While White just became extension-eligible and the high-end safety duo Micah Hyde and Jordan Poyer may voice concerns about being the 20th- and 33rd-highest-paid players at their position, the Bills have the funds to fill their most noticeable need. No Bills defensive end under contract for 2020 registered more than nine quarterback hits this season. Defensive end Trent Murphy has not lived up to his 2018 free-agency deal, and Lawson was long a trade candidate before his productive contract year. But 2020 looks to be a good time to need an edge rusher.
Top edge players are frequently franchise-tagged, but various circumstances will keep a few from being retained by their teams. The 49ers may not have the money to tag sack leader Arik Armstead. The Rams’ cap sheet is terrifying; they will not expend $18M to keep Dante Fowler off the market. The Steelers will pay T.J. Watt soon; keeping Bud Dupree on their expensive roster may be a non-starter. Seattle's Jadeveon Clowney cannot be tagged, and the Buccaneers will prioritize Shaq Barrett over Jason Pierre-Paul. Although the Ravens’ Marcus Peters extension could mean a Matt Judon tag, Baltimore often lets pass rushers walk and reaps the ensuing compensatory pick.
This unusual depth aligns with Buffalo’s needs, just as the 2020 draft’s long-lauded wide receiver cadre does for a team that will have two 30-something starting wideouts next season. Nabbing a player from each impact group would make the Bills much better.
Of course, Allen must continue to improve for the Bills to be a true Super Bowl threat. He will never be one of the game’s most accurate quarterbacks. Buffalo must hope his undeniable tools -- which he's refined in his sophomore NFL season -- and more enhancements to the offense lift the franchise centerpiece into a mid-pack passer. But the Bills assembled a contender around their 2018 top-10 quarterback quicker than the Browns or Jets did around theirs -– against steeper odds -– and will have Allen’s rookie contract to build around until 2021 or ’22.

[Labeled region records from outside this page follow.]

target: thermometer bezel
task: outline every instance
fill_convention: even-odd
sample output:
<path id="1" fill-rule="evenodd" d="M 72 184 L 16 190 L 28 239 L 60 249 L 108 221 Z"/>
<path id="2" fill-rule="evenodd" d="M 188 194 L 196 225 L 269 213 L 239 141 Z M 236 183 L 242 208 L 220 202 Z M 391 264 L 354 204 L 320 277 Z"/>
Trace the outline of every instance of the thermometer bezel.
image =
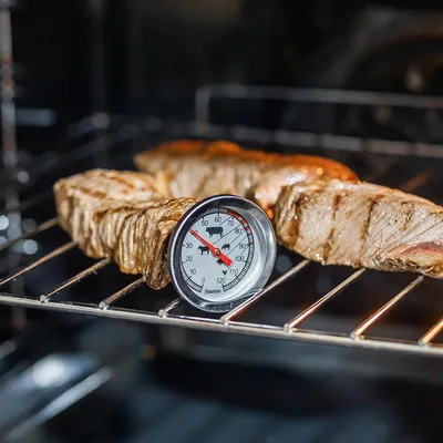
<path id="1" fill-rule="evenodd" d="M 181 271 L 181 254 L 184 238 L 194 223 L 206 212 L 217 207 L 229 208 L 238 213 L 250 225 L 255 237 L 259 237 L 255 254 L 260 254 L 261 269 L 258 278 L 247 286 L 246 290 L 226 301 L 209 301 L 196 295 L 186 284 Z M 266 213 L 255 203 L 236 195 L 215 195 L 198 202 L 188 209 L 177 223 L 168 245 L 167 266 L 171 280 L 178 295 L 194 307 L 206 312 L 228 312 L 248 298 L 259 292 L 271 276 L 277 258 L 277 240 L 272 224 Z"/>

The work of Baltimore's Lamar Jackson and Kansas City's Patrick Mahomes will overshadow whatever the Bills do. But Buffalo’s roster (and the happenings in New England) creates a path for the Bills to be the No. 1 roadblock for the Chiefs and Baltimore in the AFC. Even if the Bills do not scream “next in line” the way the 2012 Seahawks did, they are on the cusp of something special.
Considering how long it’s been since the Bills possessed the potential to be one of the NFL’s best teams, their rise adds a wrinkle to these playoffs and presents a captivating offseason storyline.